I smell a nasty because of words like fanatic and smug.
Smug, you said? Some people who think dressing neatly is all about being smug. The same arguments get used. But people will use anything to be smug. They have an attitude to exercise.
Meanwhile, I think the effort of the lawmakers will not be without rewards—it’s in a good direction, not a bad direction. And it’s quite easy to teach and not hard to learn—unless unteachable. All in all, thumbs up.
Cursive writing is archaic? I don’t think so. It’s very popular in the United States. Parents have had to teach their children since the schools wouldn’t.
All much like learning to play a musical instrument, which I think has even greater benefit.
What’s with this semi-religious zeal about cursive writing?
I’ve never written cursive, I always printed and never had any problems.
You do well to speak for yourself. Most people will not despise the skill that they have learned.
Cursive handwriting is distinctive to the individual, whether very pretty, as was my mother’s, or on the opposite end as is mine. Cursive signatures are also a welcome personal touch on cards etc. There is a place for print and cursive and no reason for both not to be taught in the early years of education. As you noted, cursive developes hand eye coordination among other benefits.
Maybe they delayed it so the teachers could learn it first.
Public schools are such a joke.
That’s as worthwhile a skill as playing tiddlywink lefthanded.
and dealing cards
ANY and ALL printing is done by machine.
= = =
OK, I will try to reprogram myself since being indoctrinated by my 1st grade teacher, “Now we will do our printing.”

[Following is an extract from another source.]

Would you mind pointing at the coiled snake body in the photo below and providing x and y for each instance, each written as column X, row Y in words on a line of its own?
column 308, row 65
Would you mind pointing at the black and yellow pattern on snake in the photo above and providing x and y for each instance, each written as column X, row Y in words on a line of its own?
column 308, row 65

What is the name for hand writing, not cursive, single letters?
In mech engr drawing, it was “Lettering”.
I can’t imagine not knowing cursive writing. That seems so basic. At work we have regularly scheduled meetings, and we rotate taking the minutes. I wouldn’t be able to print fast enough to take the notes. In the future, I will have to look at the recorders and see if they are printing or handwriting. It’s something I would have never questioned before.
I actually read that in the same voice. I have no idea how I remember it still.

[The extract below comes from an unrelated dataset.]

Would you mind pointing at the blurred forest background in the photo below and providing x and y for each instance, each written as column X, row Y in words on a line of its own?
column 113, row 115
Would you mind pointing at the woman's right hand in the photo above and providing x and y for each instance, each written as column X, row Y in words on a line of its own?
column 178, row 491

I am a lefty who “crooks” my wrist to write. Did you know that there are right handed “crookers”?
I have 4 children, 2 right handed, 2 left handed. 1 right handed son crooks, 1 right handed daughter doesn’t.
1 left handed son crooks, 1 right handed daughter doesn’t.
My conclusion, it is something in the brain that controls handedness and crooking - not the method of placing the paper. If I place my paper tilted to 1 o’clock, my handwriting slants so far to the left that it is almost unreadable, but if I tilt it to11 o’clock, it is vertical. I can’t write with my wrist in a normal position.
I learned cursive with the palmer method, by the way - back in the days of metal nibs and inkwells. I am not sure what methods were used to teach my children, but the inkwell was long gone when they were in school.
The brain is a mystery and an enigma. My grandchildren have not learned cursive, and I am sad for them.
I did too.. It still makes me laugh after all these years.
Yeah, I never understood why anyone would want to write left handed...your hand covers up what you just wrote unless you use that uncomfortable looking technique.
It would make sense if you wrote from right to left...but then nobody would be able to read it, unless you mentally crafted your sentences, starting with the period and last word and wrote them in reverse.
Most other operations, I can see having a right/left handed preference. (scissors for example)
But I know several very good left-handed guitar players who use the standard guitar. They have a killer left hand for fingering the fret board. You'd think a right handed player would be better on a left-hand strung guitar.
What, because pens are so so very heavy to push? Snort, hardly. I do most all my writing in cursive. Even grocery lists.
Went out to look for articles on why some right handed people “crook”, or “hook”.
Interesting to google or duckduckgo and see how many articles are written about it.
Seems to have something to do with which side of the brain speech and language processing is located.
And I made a mistake in writing about my left handed daughter who doesn’t crook or hook, saying that she was right handed. She is a southpaw, like me. So I have one of each type in my brood.
What’s wrong with it? It’s very readable and certainly not chicken scratch.